En las pruebas con vapor puro, las mejores superficies alcanzaron aproximadamente 88 kW/m²·K.

De acuerdo con los resultados del estudio, esto representa hasta 5.5 veces la transferencia de calor del cobre convencional cuando sobre su superficie se forma una película continua de agua.

El resultado también fue superior al obtenido con superficies hidrofóbicas convencionales diseñadas para favorecer la condensación por gotas. En ese caso, el recubrimiento desarrollado por los investigadores consiguió más de 50% de mejora.

¿Significa que los aires acondicionados consumirán 5.5 veces menos electricidad?

El dato de 5.5 veces corresponde al coeficiente de transferencia de calor de la superficie estudiada, no al consumo eléctrico de un aire acondicionado ni a la eficiencia total de una instalación.

La importancia del desarrollo está en que una superficie capaz de transferir más calor puede abrir la posibilidad de mejorar determinados componentes de sistemas de refrigeración y transferencia térmica.

Para determinar cuánto podría reducirse el consumo de un equipo completo sería necesario evaluar el comportamiento de todos sus componentes y las condiciones específicas de operación.

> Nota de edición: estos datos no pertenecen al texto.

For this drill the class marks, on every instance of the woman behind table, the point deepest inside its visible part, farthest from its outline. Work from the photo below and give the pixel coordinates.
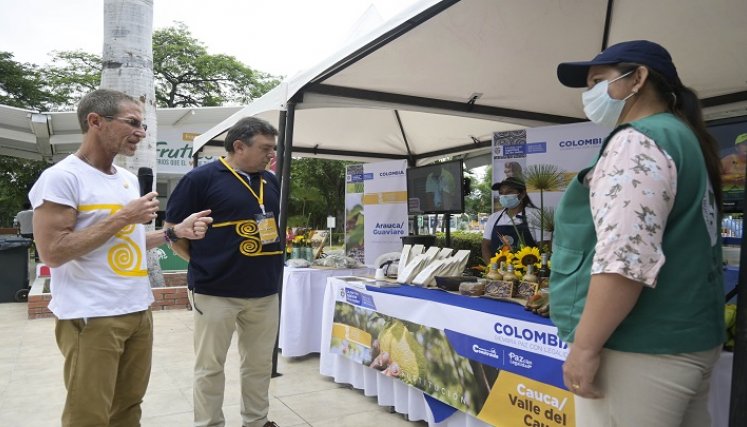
(510, 226)
(636, 266)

¿Dónde podría utilizarse este recubrimiento?

Los investigadores identifican varias áreas en las que esta tecnología podría tener aplicaciones. Una de ellas son las centrales eléctricas, donde la condensación del vapor forma parte del proceso utilizado para generar electricidad.

También podría estudiarse en intercambiadores de calor, donde una transferencia más rápida puede abrir posibilidades para aumentar la capacidad de un equipo o reducir el espacio necesario para determinadas aplicaciones.

Otra posible aplicación está en la desalación y recuperación de agua, procesos que también requieren convertir vapor nuevamente en líquido. La tecnología también podría tener interés en sistemas de refrigeración de dispositivos electrónicos, donde es necesario retirar grandes cantidades de calor de superficies cada vez más pequeñas.

¿Qué hace diferente a este recubrimiento?

El desarrollo no se basa únicamente en hacer que el cobre sea repelente al agua. La propuesta busca controlar dos momentos diferentes de la condensación.

Primero, la película ultrafina proporciona estructuras que favorecen la aparición de gotas. Después, el tratamiento térmico facilita que esas gotas se desprendan.

De esta manera, los investigadores buscan superar el conflicto que existe entre formar muchas gotas y conseguir que se muevan con facilidad.

El siguiente reto será llevarlo a equipos reales

Los resultados muestran que el recubrimiento puede mejorar de manera importante la transferencia de calor en tubos de cobre bajo las condiciones estudiadas. Sin embargo, una aplicación industrial requiere comprobar que el material pueda mantener sus propiedades durante periodos prolongados y bajo condiciones distintas a las del laboratorio.

También será necesario evaluar aspectos relacionados con su fabricación y aplicación sobre grandes superficies.

Por ahora, el desarrollo de KAIST presenta una estrategia basada en una película extremadamente delgada que modifica la forma en que el agua se forma, crece y abandona una superficie de cobre.

Ese cambio permitió alcanzar una transferencia de calor de hasta 88 kW/m²·K en las pruebas realizadas y abre una posible vía para mejorar distintos sistemas donde la condensación es una parte importante del proceso.